There are two ways to formulate this question: 1. What is the probability of seeing a given k-mer with certain nucleotide probabilities (this is more like a hidden markov model but in a site-directed manner) and 2. What is the frequency of seeing a given k-mer in a bag of k-mers, and is that frequency higher or lower than it should be by a null hypothesis? I believe you want to examine #2, not #1.

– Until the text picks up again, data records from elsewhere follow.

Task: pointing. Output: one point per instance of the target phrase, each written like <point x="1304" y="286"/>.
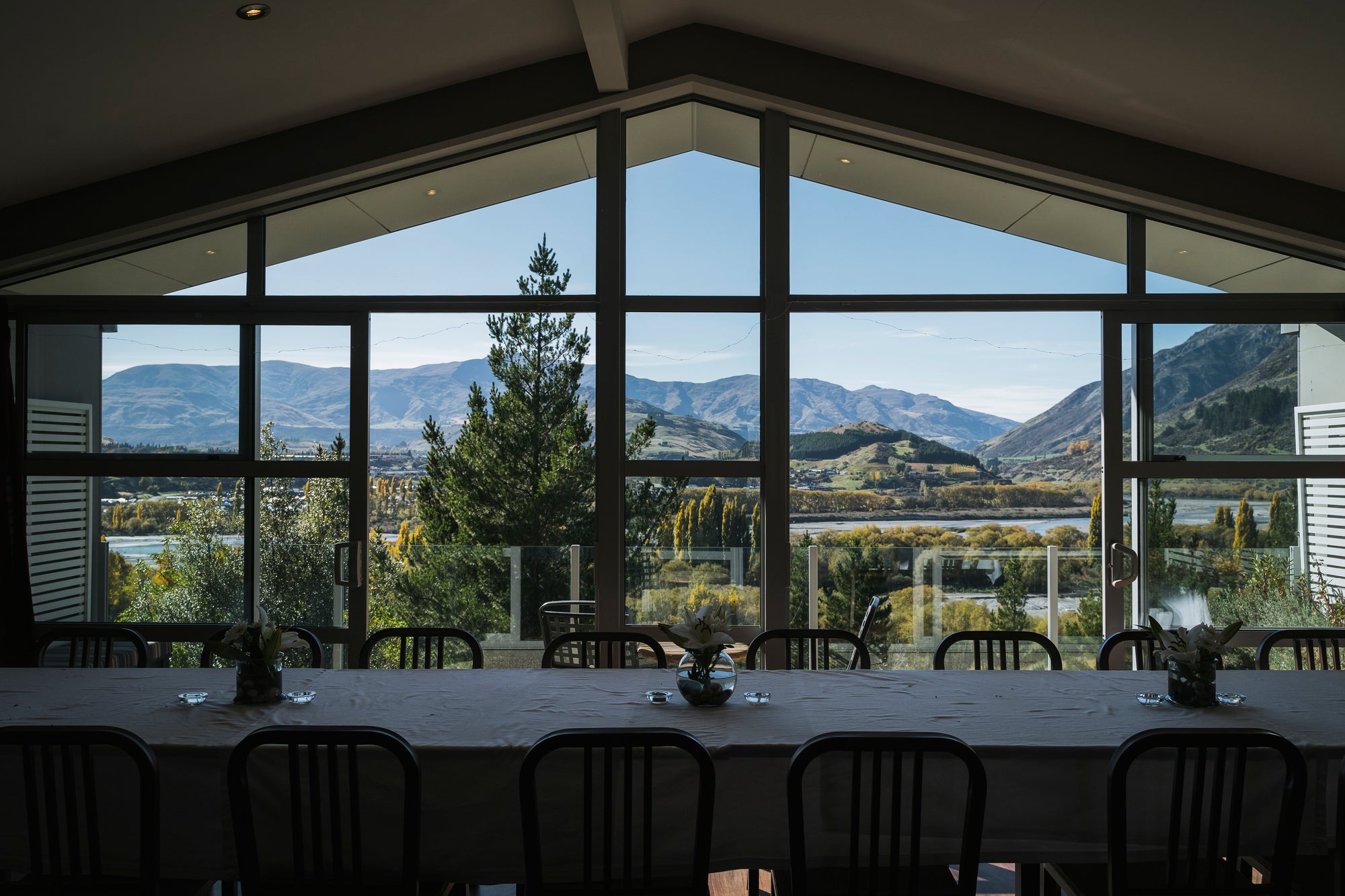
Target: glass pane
<point x="173" y="551"/>
<point x="212" y="264"/>
<point x="302" y="521"/>
<point x="1231" y="389"/>
<point x="462" y="231"/>
<point x="691" y="544"/>
<point x="693" y="202"/>
<point x="142" y="389"/>
<point x="1183" y="260"/>
<point x="481" y="514"/>
<point x="305" y="411"/>
<point x="866" y="221"/>
<point x="697" y="377"/>
<point x="1223" y="551"/>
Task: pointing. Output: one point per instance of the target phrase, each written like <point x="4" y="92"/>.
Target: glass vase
<point x="259" y="681"/>
<point x="1192" y="684"/>
<point x="705" y="678"/>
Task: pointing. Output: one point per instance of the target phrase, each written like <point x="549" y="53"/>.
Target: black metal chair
<point x="866" y="624"/>
<point x="606" y="649"/>
<point x="1210" y="805"/>
<point x="879" y="782"/>
<point x="1008" y="643"/>
<point x="812" y="649"/>
<point x="1313" y="647"/>
<point x="595" y="795"/>
<point x="319" y="829"/>
<point x="95" y="646"/>
<point x="562" y="616"/>
<point x="1143" y="646"/>
<point x="424" y="647"/>
<point x="315" y="649"/>
<point x="67" y="829"/>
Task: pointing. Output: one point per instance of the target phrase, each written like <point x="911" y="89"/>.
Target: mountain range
<point x="196" y="405"/>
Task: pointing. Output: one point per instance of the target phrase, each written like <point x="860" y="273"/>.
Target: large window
<point x="586" y="370"/>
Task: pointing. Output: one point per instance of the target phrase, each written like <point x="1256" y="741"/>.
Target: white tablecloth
<point x="1044" y="737"/>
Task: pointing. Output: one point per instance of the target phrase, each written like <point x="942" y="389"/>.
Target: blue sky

Think of it as a bag of words problem where you have a bag of k-mers (total # of 7-mers examined in your chromosome) and a draw of a single k-mer is considered a success if it matches the one you want. We can compute the null hypothesis (probability of seeing a 7-mer with equally likely nucleotide choices) as (1 / 4)^k, so in your case, this is:

P_null = 0.25^7 = 0.000061035

Now, going back to your bag of k-mers, you have observed each of these 7-mers a given number of times. To compute probability based on observations, a total number of words, and the probability of the null, we use the exact binomial test:

for( kmer in all_posible_kmers ) {
    kmer_results <- binom.test(x = num_observations[kmer],
                               n = total_num_kmers,
                               p = 0.000061035,
                               alternative = 'two.sided')
    kmer_pvalue <- kmer_results$p.value
}

x is the number of observations in your data for that given kmer, n is the total number of words (number of trials), and p is the null p. You'll have to construct the loop to iterate over all kmer counts of interest. You want to consider a two-sided test, since you're interested in higher or lower than the null.